Выбрать главу

III

«Зеленей трава не может быть…»

Зеленей трава не может быть, Быть не могут зори золотистей, Первые потерянные листья Будут долго по каналу плыть, Будут долго воды розоветь, С каждым мигом глубже и чудесней. Неужели радостные песни Разучились слушать мы и петь? Знаю, знаю, ты уже устал, Знаю власть твоих воспоминаний, Но, смотри, каких очарований Преисполнен розовый канал! Ах, не надо горечью утрат Отравлять восторженные речи, ― Лишь бы дольше длился этот вечер, Не померк сияющий закат.
1929

«Грозу мы замечаем еле…»

Грозу мы замечаем еле; Раскрыв удобные зонты, В проспектах уличных ущелий Не видим Божьей красоты, И никому из нас не мнится Вселявшая когда-то страх Божественная колесница С пророком в грозных облаках. Ах, горожанин не услышит Ее движенье никогда, Вотще на аспидные крыши Летит небесная вода! И скудный мир, глухой и тесный, Ревниво прячет каждый дом, И гром весенний, гром чудесный Не слышен в шуме городском. Но где-нибудь теперь на ниве, Средь зеленеющих равнин, Благословляет бурный ливень Насквозь промокший селянин. И чувств его в Господней славе Словами выразить нельзя, Когда утихший дождь оправит Веселой радуги стезя.
1930

Армения

Рипсимэ Асланьян

Мне все мнится, что видел когда-то Я страны твоей древней пустырь, ― Неземные снега Арарата, У снегов голубой монастырь.

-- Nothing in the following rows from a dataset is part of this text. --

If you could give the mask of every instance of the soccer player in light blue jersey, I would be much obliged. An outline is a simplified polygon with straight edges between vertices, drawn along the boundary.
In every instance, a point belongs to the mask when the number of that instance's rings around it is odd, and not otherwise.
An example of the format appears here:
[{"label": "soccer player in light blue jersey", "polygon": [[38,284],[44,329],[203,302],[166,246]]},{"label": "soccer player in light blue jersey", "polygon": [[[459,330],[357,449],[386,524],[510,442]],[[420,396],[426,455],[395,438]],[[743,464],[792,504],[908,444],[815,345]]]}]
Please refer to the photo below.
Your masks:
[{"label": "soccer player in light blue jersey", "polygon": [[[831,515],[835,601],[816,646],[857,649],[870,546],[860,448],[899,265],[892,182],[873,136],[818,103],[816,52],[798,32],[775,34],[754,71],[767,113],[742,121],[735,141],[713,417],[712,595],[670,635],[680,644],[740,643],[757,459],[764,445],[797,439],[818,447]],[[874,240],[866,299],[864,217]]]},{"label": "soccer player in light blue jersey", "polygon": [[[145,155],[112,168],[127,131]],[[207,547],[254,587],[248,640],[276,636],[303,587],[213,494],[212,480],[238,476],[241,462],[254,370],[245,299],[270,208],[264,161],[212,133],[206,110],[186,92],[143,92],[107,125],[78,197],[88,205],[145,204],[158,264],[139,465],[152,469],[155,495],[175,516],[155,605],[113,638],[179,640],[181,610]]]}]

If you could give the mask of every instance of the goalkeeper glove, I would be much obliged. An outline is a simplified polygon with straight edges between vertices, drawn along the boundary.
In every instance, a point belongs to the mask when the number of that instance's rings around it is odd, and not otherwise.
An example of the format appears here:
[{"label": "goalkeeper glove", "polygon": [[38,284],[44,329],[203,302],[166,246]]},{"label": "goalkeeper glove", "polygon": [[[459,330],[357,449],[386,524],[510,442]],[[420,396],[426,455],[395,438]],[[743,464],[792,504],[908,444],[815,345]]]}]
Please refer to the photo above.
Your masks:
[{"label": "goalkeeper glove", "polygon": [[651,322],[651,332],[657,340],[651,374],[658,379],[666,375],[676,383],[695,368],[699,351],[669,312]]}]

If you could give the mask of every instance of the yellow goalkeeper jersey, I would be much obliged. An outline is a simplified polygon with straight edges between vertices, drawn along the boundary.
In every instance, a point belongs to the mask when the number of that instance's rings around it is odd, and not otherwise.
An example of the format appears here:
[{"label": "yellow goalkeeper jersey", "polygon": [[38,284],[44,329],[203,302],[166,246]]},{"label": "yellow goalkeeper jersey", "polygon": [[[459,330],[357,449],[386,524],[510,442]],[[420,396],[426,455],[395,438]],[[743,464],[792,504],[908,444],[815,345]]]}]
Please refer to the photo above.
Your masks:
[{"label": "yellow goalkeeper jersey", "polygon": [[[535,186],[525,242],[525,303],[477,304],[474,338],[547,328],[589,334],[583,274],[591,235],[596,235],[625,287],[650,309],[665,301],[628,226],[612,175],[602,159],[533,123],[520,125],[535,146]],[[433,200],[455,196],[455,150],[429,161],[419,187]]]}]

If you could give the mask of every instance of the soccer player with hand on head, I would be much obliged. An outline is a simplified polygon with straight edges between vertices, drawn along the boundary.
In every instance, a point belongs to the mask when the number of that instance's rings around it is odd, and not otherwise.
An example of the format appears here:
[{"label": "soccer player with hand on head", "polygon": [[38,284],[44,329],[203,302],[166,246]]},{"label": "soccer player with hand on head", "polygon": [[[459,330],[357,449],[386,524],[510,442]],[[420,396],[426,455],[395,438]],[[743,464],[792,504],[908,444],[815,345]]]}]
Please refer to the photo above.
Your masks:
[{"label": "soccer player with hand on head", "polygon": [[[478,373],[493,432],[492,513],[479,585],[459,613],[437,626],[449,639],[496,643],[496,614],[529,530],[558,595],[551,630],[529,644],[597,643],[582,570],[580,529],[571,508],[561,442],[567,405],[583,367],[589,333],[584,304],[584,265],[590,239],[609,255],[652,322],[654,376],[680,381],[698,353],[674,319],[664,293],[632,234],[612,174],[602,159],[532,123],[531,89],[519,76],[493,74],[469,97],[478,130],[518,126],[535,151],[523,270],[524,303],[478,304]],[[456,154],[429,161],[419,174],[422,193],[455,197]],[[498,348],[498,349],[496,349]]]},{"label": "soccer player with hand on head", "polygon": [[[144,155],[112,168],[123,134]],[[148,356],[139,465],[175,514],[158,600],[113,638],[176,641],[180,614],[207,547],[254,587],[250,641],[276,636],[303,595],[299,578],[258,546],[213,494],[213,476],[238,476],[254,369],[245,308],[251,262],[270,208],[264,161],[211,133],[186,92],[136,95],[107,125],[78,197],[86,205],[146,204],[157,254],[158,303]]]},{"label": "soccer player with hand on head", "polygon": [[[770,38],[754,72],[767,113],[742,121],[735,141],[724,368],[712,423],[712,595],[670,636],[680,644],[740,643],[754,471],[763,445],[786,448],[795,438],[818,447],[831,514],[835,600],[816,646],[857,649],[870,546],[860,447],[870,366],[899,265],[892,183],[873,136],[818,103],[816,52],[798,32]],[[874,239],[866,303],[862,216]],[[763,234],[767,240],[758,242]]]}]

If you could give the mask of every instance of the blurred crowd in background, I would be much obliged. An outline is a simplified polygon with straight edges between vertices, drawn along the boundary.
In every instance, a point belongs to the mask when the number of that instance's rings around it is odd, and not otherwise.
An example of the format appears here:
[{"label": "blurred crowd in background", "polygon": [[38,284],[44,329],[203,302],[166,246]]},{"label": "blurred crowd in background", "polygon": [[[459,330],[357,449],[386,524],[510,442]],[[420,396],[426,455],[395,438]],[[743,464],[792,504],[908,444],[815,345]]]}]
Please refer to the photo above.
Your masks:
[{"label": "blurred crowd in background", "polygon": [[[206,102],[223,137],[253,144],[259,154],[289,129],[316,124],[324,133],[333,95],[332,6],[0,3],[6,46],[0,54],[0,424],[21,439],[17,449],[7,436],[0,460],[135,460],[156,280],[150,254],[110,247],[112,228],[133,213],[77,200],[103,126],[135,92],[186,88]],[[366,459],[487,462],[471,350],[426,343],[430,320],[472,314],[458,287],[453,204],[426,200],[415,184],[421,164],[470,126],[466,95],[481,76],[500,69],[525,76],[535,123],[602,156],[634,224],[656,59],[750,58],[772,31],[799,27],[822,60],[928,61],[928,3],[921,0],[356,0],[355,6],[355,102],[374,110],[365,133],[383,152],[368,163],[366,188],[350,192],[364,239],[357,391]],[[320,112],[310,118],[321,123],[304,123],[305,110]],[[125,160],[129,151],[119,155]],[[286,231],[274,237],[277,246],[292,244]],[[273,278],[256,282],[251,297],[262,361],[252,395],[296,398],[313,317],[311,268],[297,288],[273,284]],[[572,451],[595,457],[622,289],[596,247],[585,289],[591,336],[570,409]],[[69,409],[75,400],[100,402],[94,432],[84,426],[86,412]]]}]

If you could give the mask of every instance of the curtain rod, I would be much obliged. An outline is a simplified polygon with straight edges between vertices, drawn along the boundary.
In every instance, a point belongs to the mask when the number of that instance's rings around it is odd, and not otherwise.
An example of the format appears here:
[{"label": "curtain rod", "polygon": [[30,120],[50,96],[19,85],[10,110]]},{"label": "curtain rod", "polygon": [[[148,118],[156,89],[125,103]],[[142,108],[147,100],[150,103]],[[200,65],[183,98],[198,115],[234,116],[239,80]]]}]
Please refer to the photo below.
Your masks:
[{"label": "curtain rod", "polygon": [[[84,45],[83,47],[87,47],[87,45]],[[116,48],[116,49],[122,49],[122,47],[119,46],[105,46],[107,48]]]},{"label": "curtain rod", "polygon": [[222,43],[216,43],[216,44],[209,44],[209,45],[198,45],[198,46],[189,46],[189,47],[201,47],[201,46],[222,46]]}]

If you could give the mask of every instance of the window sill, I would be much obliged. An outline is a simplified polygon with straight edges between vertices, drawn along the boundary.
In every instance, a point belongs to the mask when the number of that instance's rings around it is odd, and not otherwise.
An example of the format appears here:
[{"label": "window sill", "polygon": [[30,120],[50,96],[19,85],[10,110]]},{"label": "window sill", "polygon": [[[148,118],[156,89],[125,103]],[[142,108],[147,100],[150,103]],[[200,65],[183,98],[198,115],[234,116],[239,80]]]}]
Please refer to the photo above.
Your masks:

Помню ветер твоих плоскогорий, Скудных рощ невеселую сень, Вековое покорное горе Разоренных твоих деревень; Помню горечь овечьего сыра, Золотое я помню вино… Всю историю древнего мира Я забыл, перепутал давно. И не все ли равно, что там было, И что мне до библейских эпох, Если медленно ты подходила К перекрестку наших дорог, Если встретясь, случайно и странно, Знаю, завтра уйдешь уже прочь. Не забыть твоей речи гортанной, Твоих глаз ассирийскую ночь.
1934

«Что мне столетия глухие…»

Что мне столетия глухие, Сюда пришедшему на час, ― О баснословной Византии Руин лирический рассказ. Мне все равно, какая смена Эпох оставила свой прах Средь этих стен и запах тлена В полуразрушенных церквах. Запомню только скрип уключин, Баркас с библейскою кормой, Да гор шафрановые кручи Над синей охридской водой.
1930

«Слились в одну мои все зимы…»

Слились в одну мои все зимы, Мои оснеженные дни. Застыли розовые дымы, Легли сугробы за плетни, И вечер, как мужик в овине, Бредет в синеющих полях, Развешивая хрупкий иней На придорожных тополях. В раю моих воспоминаний, В моем мучительном раю, Ковровые уносят сани Меня на родину мою. Легка далекая дорога, Моих коней неслышен бег, И в каждой хате, ради Бога, Готов мне ужин и ночлег. А утром в льдистое оконце, Рисуя розы по стеклу, Глядит малиновое солнце Сквозь замороженную мглу; Я помню улицы глухие, Одноэтажные дома… Ах, только с именем «Россия» Понятно слово мне «зима»! Саней веселые раскаты, И женский визг, и дружный смех, И бледно-желтые закаты, И голубой вечерний снег.
1929

«Выходи со мной на воздух…»

Наташе Туроверовой

Выходи со мной на воздух, За сугробы у ворот. В золотых дрожащих звездах Темно-синий небосвод. Мы с тобой увидим чудо: Через снежные поля Проезжают на верблюдах Три заморских короля; Все они в одеждах ярких, На расшитых чепраках, Драгоценные подарки Держат в бережных руках. Мы тайком пойдем за ними По верблюжьему следу, В голубом морозном дыме На хвостатую звезду; И с тобой увидим после Этот маленький вертеп, Где стоит у яслей ослик, И лежит на камнях хлеб. Мы увидим Матерь Божью, Доброту Ее чела, ― По степям, по бездорожью К нам с Иосифом пришла; И сюда, в снега глухие, Из полуденной земли, К замороженной России Приезжают короли Преклонить свои колени Там, где благостно светя, На донском душистом сене Спит небесное Дитя.